The Story
Why it exists.
The beginning
In 2014, the British fashion house Penhaligon's partnered with Meadham Kirchhoff, the London fashion label, to create their first fragrance. The brief was simple on paper: translate a fashion house's ethos into smell. Bertrand Duchaufour built Tralala around a tension that runs through the entire composition: vintage glamour versus something rawer underneath. The aldehydes evoke powder rooms and champagne flutes, that particular shimmer of another era. The whiskey suggests late nights and loosened inhibitions, its amber warmth threading through the opening. Tuberose and leather in the heart speak to skin, to heat, to intimacy. There's a flirtatious quality at first, then something more serious emerges. It's a perfume that beckons and then insists it wasn't joking.
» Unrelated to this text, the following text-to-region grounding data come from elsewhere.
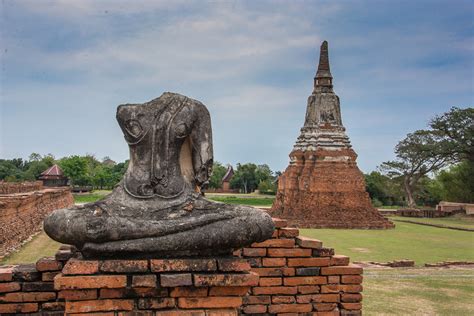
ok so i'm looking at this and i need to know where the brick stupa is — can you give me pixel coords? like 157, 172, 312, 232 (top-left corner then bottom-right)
272, 41, 394, 229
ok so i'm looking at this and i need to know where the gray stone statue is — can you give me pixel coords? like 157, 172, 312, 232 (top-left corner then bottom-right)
44, 92, 274, 258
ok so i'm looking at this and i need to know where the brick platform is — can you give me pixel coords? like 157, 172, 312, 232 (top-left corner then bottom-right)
0, 218, 363, 315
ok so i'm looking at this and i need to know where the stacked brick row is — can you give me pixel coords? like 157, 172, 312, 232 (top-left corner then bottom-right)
55, 256, 259, 315
0, 181, 43, 195
0, 245, 75, 315
0, 187, 74, 257
234, 218, 363, 315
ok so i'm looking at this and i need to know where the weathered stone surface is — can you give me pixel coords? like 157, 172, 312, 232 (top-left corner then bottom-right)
271, 41, 394, 230
44, 93, 274, 258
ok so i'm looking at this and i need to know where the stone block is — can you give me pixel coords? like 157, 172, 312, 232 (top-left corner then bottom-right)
151, 259, 217, 272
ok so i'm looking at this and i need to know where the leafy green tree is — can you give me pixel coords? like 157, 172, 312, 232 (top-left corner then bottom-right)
380, 130, 453, 208
58, 156, 90, 186
433, 160, 474, 203
209, 162, 227, 189
230, 163, 258, 193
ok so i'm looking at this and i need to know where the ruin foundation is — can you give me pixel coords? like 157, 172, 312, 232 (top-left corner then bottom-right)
0, 186, 74, 258
0, 218, 363, 315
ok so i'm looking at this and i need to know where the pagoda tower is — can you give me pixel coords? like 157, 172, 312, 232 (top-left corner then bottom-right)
271, 41, 394, 229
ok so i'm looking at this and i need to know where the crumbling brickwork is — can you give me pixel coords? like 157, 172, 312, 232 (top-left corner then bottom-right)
0, 187, 74, 257
0, 181, 43, 195
0, 218, 364, 315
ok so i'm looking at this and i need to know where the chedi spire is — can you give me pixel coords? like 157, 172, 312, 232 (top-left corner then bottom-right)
314, 40, 333, 92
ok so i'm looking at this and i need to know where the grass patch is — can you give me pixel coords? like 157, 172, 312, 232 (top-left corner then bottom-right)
364, 268, 474, 315
1, 231, 61, 265
208, 196, 274, 206
300, 222, 474, 266
73, 190, 110, 203
391, 215, 474, 229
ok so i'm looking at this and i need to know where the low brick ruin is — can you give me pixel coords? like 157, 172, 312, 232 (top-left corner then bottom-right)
0, 184, 74, 258
0, 218, 363, 315
272, 41, 393, 229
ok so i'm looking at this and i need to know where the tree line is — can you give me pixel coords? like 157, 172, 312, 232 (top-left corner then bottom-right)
1, 107, 471, 205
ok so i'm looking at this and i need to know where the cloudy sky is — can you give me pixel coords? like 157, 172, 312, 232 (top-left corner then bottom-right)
1, 0, 473, 173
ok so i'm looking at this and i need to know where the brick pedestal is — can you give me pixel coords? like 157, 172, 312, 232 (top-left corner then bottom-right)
0, 218, 364, 315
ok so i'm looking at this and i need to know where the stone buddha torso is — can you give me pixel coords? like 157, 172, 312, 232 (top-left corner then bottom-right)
44, 93, 274, 258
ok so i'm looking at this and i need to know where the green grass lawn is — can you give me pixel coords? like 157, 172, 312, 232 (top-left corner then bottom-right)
73, 190, 110, 203
390, 215, 474, 230
1, 231, 61, 265
364, 268, 474, 315
300, 222, 474, 266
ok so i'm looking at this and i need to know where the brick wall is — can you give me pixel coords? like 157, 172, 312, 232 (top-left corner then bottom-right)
0, 181, 43, 195
0, 187, 74, 257
0, 218, 363, 315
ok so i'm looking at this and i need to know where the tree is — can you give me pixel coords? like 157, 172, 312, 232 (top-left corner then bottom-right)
433, 160, 474, 203
429, 107, 474, 162
380, 130, 453, 208
230, 163, 258, 193
209, 162, 227, 189
58, 156, 90, 186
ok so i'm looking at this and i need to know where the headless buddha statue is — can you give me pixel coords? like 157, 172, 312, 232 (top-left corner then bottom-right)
44, 93, 274, 258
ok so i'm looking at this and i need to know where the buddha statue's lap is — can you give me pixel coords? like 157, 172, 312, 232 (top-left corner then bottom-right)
44, 93, 274, 258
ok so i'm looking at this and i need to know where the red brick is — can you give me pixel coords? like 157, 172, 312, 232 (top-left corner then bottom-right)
132, 274, 157, 288
298, 285, 320, 294
132, 287, 169, 298
328, 276, 340, 283
160, 274, 192, 287
194, 273, 258, 287
321, 284, 363, 293
0, 282, 20, 293
252, 286, 297, 295
170, 287, 208, 297
288, 257, 330, 267
296, 236, 323, 249
340, 310, 361, 316
99, 288, 127, 298
41, 301, 65, 311
209, 286, 249, 296
178, 297, 242, 309
63, 259, 99, 275
248, 258, 262, 268
100, 260, 148, 273
137, 298, 175, 309
58, 289, 97, 300
330, 255, 350, 266
206, 309, 238, 316
217, 258, 251, 272
272, 218, 288, 228
119, 313, 151, 316
232, 249, 242, 257
0, 291, 56, 302
36, 257, 62, 272
151, 259, 217, 272
278, 227, 299, 238
341, 293, 362, 302
259, 277, 282, 286
284, 276, 327, 286
0, 266, 14, 282
313, 247, 335, 257
341, 302, 362, 310
243, 304, 267, 313
300, 294, 340, 303
0, 302, 38, 313
341, 275, 363, 284
314, 303, 338, 311
42, 271, 59, 281
321, 265, 363, 275
66, 299, 134, 313
268, 248, 311, 257
272, 295, 296, 304
243, 295, 271, 305
268, 303, 312, 313
154, 311, 205, 316
252, 239, 295, 248
272, 230, 279, 238
21, 281, 54, 292
251, 267, 295, 277
55, 275, 127, 289
242, 248, 266, 257
262, 258, 286, 267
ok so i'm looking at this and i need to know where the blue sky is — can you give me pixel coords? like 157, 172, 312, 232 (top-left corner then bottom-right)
1, 0, 473, 173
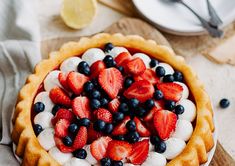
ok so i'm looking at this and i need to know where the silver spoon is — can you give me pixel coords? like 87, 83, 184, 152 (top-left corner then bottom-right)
169, 0, 223, 38
206, 0, 223, 27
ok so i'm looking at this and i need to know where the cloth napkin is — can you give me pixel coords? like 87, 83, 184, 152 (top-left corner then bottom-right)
0, 0, 41, 165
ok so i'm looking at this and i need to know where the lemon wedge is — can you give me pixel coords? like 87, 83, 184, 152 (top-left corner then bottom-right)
61, 0, 97, 29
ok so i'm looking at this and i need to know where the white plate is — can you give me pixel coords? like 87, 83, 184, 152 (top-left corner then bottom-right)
132, 0, 235, 36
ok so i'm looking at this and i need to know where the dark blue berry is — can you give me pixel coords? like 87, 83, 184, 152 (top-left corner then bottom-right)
116, 66, 124, 74
113, 112, 124, 122
34, 124, 43, 136
90, 99, 101, 110
220, 98, 230, 108
173, 71, 183, 82
68, 123, 79, 133
124, 77, 134, 88
63, 136, 73, 147
174, 105, 184, 114
150, 59, 158, 68
154, 90, 164, 100
163, 74, 174, 82
126, 131, 140, 143
79, 118, 91, 127
119, 103, 129, 114
100, 98, 109, 107
165, 100, 176, 111
155, 66, 165, 77
113, 135, 125, 141
126, 120, 136, 131
33, 102, 45, 113
145, 99, 155, 110
78, 61, 91, 76
94, 119, 106, 132
128, 98, 139, 109
104, 43, 114, 53
84, 81, 94, 93
90, 90, 101, 99
135, 107, 147, 118
73, 149, 87, 159
104, 123, 114, 134
155, 141, 166, 153
100, 157, 112, 166
150, 135, 161, 145
52, 104, 61, 115
103, 55, 116, 68
112, 160, 123, 166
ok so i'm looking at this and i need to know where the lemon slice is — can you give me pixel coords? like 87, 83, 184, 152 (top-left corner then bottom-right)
61, 0, 97, 29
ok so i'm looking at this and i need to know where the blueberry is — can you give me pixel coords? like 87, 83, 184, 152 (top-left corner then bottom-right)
73, 149, 87, 159
91, 78, 99, 88
163, 74, 174, 82
150, 59, 158, 68
155, 66, 165, 77
104, 43, 114, 53
165, 100, 176, 111
103, 55, 116, 68
113, 135, 125, 141
128, 98, 139, 109
174, 105, 184, 114
94, 120, 106, 132
150, 135, 161, 145
135, 107, 147, 118
104, 123, 114, 134
90, 99, 101, 110
112, 160, 123, 166
124, 77, 134, 88
100, 157, 112, 166
79, 118, 91, 127
100, 98, 109, 107
90, 90, 101, 99
120, 95, 128, 102
116, 66, 124, 74
220, 98, 230, 108
78, 61, 90, 76
119, 103, 129, 114
68, 123, 79, 133
33, 124, 43, 136
126, 131, 140, 143
84, 81, 94, 93
173, 71, 183, 82
155, 141, 166, 153
126, 120, 136, 131
154, 90, 164, 100
113, 112, 124, 122
52, 104, 61, 115
63, 136, 73, 147
33, 102, 45, 113
145, 99, 155, 110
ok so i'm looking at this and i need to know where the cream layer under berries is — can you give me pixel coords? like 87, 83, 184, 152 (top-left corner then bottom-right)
32, 43, 196, 166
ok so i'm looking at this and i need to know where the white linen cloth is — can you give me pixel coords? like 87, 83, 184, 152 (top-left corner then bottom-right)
0, 0, 41, 165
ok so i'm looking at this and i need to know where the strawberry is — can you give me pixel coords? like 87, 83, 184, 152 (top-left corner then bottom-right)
127, 139, 149, 164
90, 60, 106, 78
54, 136, 75, 153
72, 126, 88, 149
108, 98, 120, 113
95, 108, 113, 123
107, 140, 132, 161
90, 136, 112, 160
157, 83, 183, 102
115, 52, 132, 66
67, 71, 89, 95
49, 86, 71, 106
87, 124, 103, 143
126, 58, 146, 76
98, 68, 123, 99
51, 109, 76, 125
124, 80, 154, 103
58, 72, 70, 90
134, 69, 160, 84
72, 96, 91, 119
133, 117, 150, 137
54, 119, 70, 137
144, 100, 164, 122
112, 116, 130, 136
153, 110, 177, 140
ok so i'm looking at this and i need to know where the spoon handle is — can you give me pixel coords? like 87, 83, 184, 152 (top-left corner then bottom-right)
206, 0, 223, 27
180, 1, 223, 38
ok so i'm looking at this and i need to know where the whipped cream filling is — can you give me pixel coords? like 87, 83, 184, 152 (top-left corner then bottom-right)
178, 99, 196, 122
34, 112, 53, 129
37, 128, 55, 151
64, 158, 91, 166
157, 63, 174, 75
108, 47, 128, 58
60, 57, 82, 73
44, 70, 62, 91
175, 82, 189, 100
133, 53, 151, 68
49, 147, 73, 165
34, 92, 54, 112
82, 48, 106, 66
142, 152, 167, 166
172, 119, 193, 141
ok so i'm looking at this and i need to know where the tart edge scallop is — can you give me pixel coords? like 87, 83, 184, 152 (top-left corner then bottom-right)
11, 33, 215, 166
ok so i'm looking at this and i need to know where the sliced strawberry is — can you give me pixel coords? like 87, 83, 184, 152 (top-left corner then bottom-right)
90, 136, 112, 160
127, 139, 149, 164
124, 80, 154, 103
126, 58, 146, 76
54, 136, 75, 153
90, 60, 106, 78
72, 96, 91, 119
153, 110, 177, 140
49, 86, 71, 106
157, 83, 183, 102
115, 52, 132, 66
95, 108, 113, 123
58, 72, 70, 90
51, 109, 76, 125
112, 116, 130, 136
87, 124, 103, 143
108, 98, 120, 113
133, 117, 150, 137
54, 119, 70, 138
144, 100, 164, 122
72, 126, 87, 149
134, 69, 160, 84
98, 68, 123, 99
67, 71, 89, 95
107, 140, 132, 161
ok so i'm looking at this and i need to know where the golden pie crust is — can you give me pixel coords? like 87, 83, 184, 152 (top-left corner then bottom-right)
12, 33, 215, 166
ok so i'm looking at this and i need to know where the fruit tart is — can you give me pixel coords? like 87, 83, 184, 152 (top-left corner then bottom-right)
12, 33, 215, 166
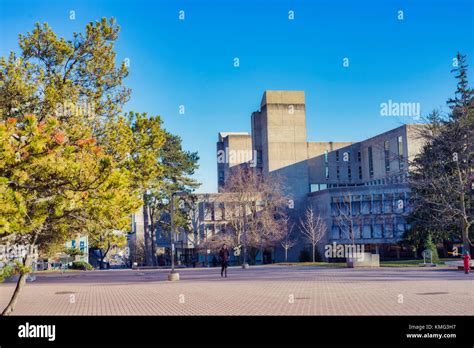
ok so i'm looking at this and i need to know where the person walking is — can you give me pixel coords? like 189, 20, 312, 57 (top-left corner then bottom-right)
219, 244, 230, 278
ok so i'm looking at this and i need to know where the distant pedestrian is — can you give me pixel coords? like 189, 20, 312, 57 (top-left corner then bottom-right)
219, 244, 230, 278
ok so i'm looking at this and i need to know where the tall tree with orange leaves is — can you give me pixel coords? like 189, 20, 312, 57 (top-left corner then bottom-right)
0, 18, 168, 314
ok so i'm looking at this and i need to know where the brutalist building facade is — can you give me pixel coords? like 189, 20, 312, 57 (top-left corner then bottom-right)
215, 90, 424, 261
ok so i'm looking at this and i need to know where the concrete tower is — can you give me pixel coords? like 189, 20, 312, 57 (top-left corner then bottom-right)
251, 91, 309, 205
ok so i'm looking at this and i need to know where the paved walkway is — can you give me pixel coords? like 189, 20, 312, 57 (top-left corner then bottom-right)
0, 265, 472, 315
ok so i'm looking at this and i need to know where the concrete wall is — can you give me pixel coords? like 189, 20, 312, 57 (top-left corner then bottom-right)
307, 183, 412, 260
253, 91, 309, 205
217, 132, 252, 191
128, 206, 145, 265
307, 125, 424, 190
211, 91, 427, 263
405, 125, 427, 165
307, 141, 359, 185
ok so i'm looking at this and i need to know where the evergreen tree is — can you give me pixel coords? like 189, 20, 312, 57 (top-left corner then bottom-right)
408, 53, 474, 255
0, 18, 193, 314
143, 131, 200, 266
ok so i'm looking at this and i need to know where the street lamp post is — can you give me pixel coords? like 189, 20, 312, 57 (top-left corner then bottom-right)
242, 203, 249, 269
168, 191, 186, 281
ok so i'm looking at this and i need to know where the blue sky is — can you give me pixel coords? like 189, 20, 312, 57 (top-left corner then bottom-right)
1, 0, 473, 193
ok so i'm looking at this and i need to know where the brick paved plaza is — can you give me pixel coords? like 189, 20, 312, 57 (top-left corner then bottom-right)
0, 265, 472, 315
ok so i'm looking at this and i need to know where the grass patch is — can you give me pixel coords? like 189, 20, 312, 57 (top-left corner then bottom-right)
33, 269, 86, 273
380, 259, 446, 267
279, 259, 456, 268
277, 262, 347, 268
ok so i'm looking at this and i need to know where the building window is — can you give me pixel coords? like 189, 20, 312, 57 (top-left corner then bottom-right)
383, 193, 394, 213
325, 166, 329, 179
204, 203, 215, 221
362, 195, 372, 214
214, 203, 224, 220
368, 147, 374, 177
357, 151, 361, 162
348, 167, 351, 180
384, 140, 390, 172
395, 192, 405, 213
336, 166, 340, 180
311, 183, 328, 192
256, 150, 263, 167
397, 136, 404, 170
324, 150, 328, 163
358, 166, 362, 180
205, 224, 214, 238
218, 171, 225, 185
352, 195, 361, 215
336, 150, 339, 162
What makes Tralala's structure unusual is the aldehyde opening paired with whiskey. Aldehydes have a soapy, glittering quality. They smell like 1960s glamour, like a powder compact opened in a dressing room. Here, that shimmer collides with whiskey's amber warmth and saffron's dry spice, creating an opening that feels simultaneously elegant and slightly boozy. The transition to the heart reveals another tension: the florals aren't soft. Tuberose is creamy but also indolic, animalic. Carnation adds a peppery edge.
The evolution
Tralala opens with a mist of aldehydes, fizzy, glittering, instantly vintage. Think champagne bubbles, a powder compact, the shimmer of old Hollywood. Underneath, whiskey arrives warm and slightly boozy, with saffron adding a dry spice that keeps everything from getting too sweet. Violet leaf absolute contributes a green, almost waxy quality that grounds the opening. As the aldehydes soften, the whiskey becomes a more diffuse warmth. What emerges is the heart: tuberose, leather, frankincense. The florals aren't gentle here. Tuberose has a creamy, almost animalic presence. Leather isn't harsh but it is present, something worn and warm. Carnation adds a peppery-spicy note that keeps the heart from becoming purely feminine. The drydown settles into a quieter register. Vanilla and heliotrope create a powdery warmth that reads as intimate, close-to-skin.
Cultural impact
Tralala occupies an unusual position: a heritage British house collaborating with a fashion label. The aldehyde-vanilla-patchouli structure places it in conversation with vintage orientals. The leather and whiskey keep it feeling contemporary rather than purely nostalgic. It's more a collision than a reference. The fragrance has developed a devoted following among those who seek it out, its composition offering something that feels both familiar and unexpectedly bold.